Employers-Teamsters Local Nos. 175 & 505 Pension Trust Fund v. Anchor Capital Advisors

498 F.3d 920, 2007 U.S. App. LEXIS 19465, 2007 WL 2325079
CourtCourt of Appeals for the Ninth Circuit
DecidedAugust 16, 2007
Docket04-56791
StatusPublished
Cited by59 cases

This text of 498 F.3d 920 (Employers-Teamsters Local Nos. 175 & 505 Pension Trust Fund v. Anchor Capital Advisors) is published on Counsel Stack Legal Research, covering Court of Appeals for the Ninth Circuit primary law. Counsel Stack provides free access to over 12 million legal documents including statutes, case law, regulations, and constitutions.

Bluebook
Employers-Teamsters Local Nos. 175 & 505 Pension Trust Fund v. Anchor Capital Advisors, 498 F.3d 920, 2007 U.S. App. LEXIS 19465, 2007 WL 2325079 (9th Cir. 2007).

Opinion

OPINION

DUFFY, District Judge:

Appellants, non-parties to the action below, bring this appeal from the district court’s order granting lead plaintiffs motion to dismiss its claims in an uncertified securities class action. Because Appellants never filed a complaint or formally moved to intervene, they lack standing and we are therefore precluded from reaching the merits of Appellants’ argument that they would have been the proper lead plaintiff pursuant to the Private Securities Litigation Reform Act (the “PSLRA”), 15 U.S.C. § 78u-4(a). Furthermore, lead plaintiffs voluntary dismissal of its claims prior to class certification renders this appeal of the interim lead plaintiff order moot. Appellants’ argument that they could not file their own complaint due to the proscription against “piggybacking” on an original class action is also without merit.
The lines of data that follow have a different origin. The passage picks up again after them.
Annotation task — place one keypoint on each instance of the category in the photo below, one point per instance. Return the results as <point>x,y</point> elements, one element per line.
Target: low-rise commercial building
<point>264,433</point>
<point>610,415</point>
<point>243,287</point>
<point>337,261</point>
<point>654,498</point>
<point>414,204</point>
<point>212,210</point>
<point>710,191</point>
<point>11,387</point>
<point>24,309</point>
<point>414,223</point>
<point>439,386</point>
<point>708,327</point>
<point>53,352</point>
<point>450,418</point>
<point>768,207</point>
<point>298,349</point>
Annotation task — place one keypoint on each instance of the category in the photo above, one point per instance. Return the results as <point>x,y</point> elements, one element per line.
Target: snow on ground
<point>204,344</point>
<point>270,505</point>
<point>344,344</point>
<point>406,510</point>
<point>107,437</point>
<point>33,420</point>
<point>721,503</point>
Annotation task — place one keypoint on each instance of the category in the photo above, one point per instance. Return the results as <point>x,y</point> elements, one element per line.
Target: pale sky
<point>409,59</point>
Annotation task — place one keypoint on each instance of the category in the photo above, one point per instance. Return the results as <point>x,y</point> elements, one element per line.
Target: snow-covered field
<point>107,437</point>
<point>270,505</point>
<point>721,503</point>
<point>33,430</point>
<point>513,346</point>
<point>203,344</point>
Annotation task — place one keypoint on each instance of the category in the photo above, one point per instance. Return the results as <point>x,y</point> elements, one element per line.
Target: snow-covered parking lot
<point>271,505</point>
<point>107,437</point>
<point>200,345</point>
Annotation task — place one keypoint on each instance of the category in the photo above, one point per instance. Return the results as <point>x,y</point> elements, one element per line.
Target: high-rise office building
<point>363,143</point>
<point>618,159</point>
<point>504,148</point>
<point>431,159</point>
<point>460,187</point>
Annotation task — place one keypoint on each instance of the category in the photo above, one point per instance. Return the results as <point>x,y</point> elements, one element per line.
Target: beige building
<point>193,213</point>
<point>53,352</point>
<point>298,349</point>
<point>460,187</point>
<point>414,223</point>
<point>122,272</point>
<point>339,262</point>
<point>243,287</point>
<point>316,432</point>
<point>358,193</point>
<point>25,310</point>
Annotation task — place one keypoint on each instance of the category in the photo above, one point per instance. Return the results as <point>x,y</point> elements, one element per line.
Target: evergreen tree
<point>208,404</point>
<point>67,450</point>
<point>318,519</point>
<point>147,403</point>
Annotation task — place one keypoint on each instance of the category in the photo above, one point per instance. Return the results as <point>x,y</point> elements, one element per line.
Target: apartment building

The appeal is dismissed.

I. Facts

On November 12, 2003, Anchor Capital Advisors (“Anchor Capital”) filed the first of four purported class actions in the Central District of California against Watson Pharmaceuticals, Inc. (“Watson Pharmaceuticals”) for alleged violations of Sections 10(b) and 20(a) of the Securities Exchange Act of 1934. Appellants did not file a complaint or move to intervene in any of the four district court actions. On February 9, 2004, the district court consolidated the four actions and considered the motions of various parties, including Appellants’, for appointment of lead plaintiff pursuant to the PSLRA. The district court preliminarily declared Anchor Capital as the lead plaintiff based upon its loss of $3.2 million on behalf of its investors, holding that it had sufficient authority to sue on behalf of its clients and that it was the party with the largest financial stake in the outcome of the litigation. 1

Watson Pharmaceuticals moved to dismiss the complaint for failure to plead fraud with the particularity required by Fed.R.Civ.P. 9(b) and the PSLRA. On August 2, 2004, the district court dismissed the complaint for failure to adequately plead falsity and scienter. The order allowed Anchor Capital the opportunity to re-plead, however, held that it would be “unlikely that Plaintiffs will be able to amend to allege additional facts that will satisfy the heightened pleading require *923 ments.” See Order Granting Motion to Dismiss the Consolidated Complaint, August 2, 2004, at 27. In light of this ruling, Anchor Capital informed the district court that it would not file another amended complaint, instead requesting that the individual uncertified actions be dismissed with prejudice. Appellants did not object to the dismissal or take any other action at that time. Accordingly, on September 2, 2004, the district court dismissed the action with prejudice. On appeal, Appellants now challenge the lead plaintiff ruling.

II. Discussion

a. Standing

Standing is the threshold issue of any federal action, a matter of jurisdiction because “the core component of standing is an essential and unchanging part of the case-or-controversy requirement of Article III.” See Lujan v. Defenders of Wildlife, 504 U.S. 555, 561, 112 S.Ct. 2130, 119 L.Ed.2d 351 (1992). In this case, because the class was never certified, Appellants were not parties to the district court action and lack standing to bring this appeal. Appellants were merely potential class members in a potential class action suit. Despite ample opportunity to do so, Appellants never filed a complaint, moved to intervene, objected to the requested dismissal, or filed an amended complaint after Anchor Capital notified the district court that it would voluntarily dismiss its action. As articulated in Marino v. Ortiz “only parties to a lawsuit, or those that properly become parties, may appeal an adverse judgment.” Marino v. Ortiz, 484 U.S. 301, 304, 108 S.Ct. 586, 98 L.Ed.2d 629 (1988).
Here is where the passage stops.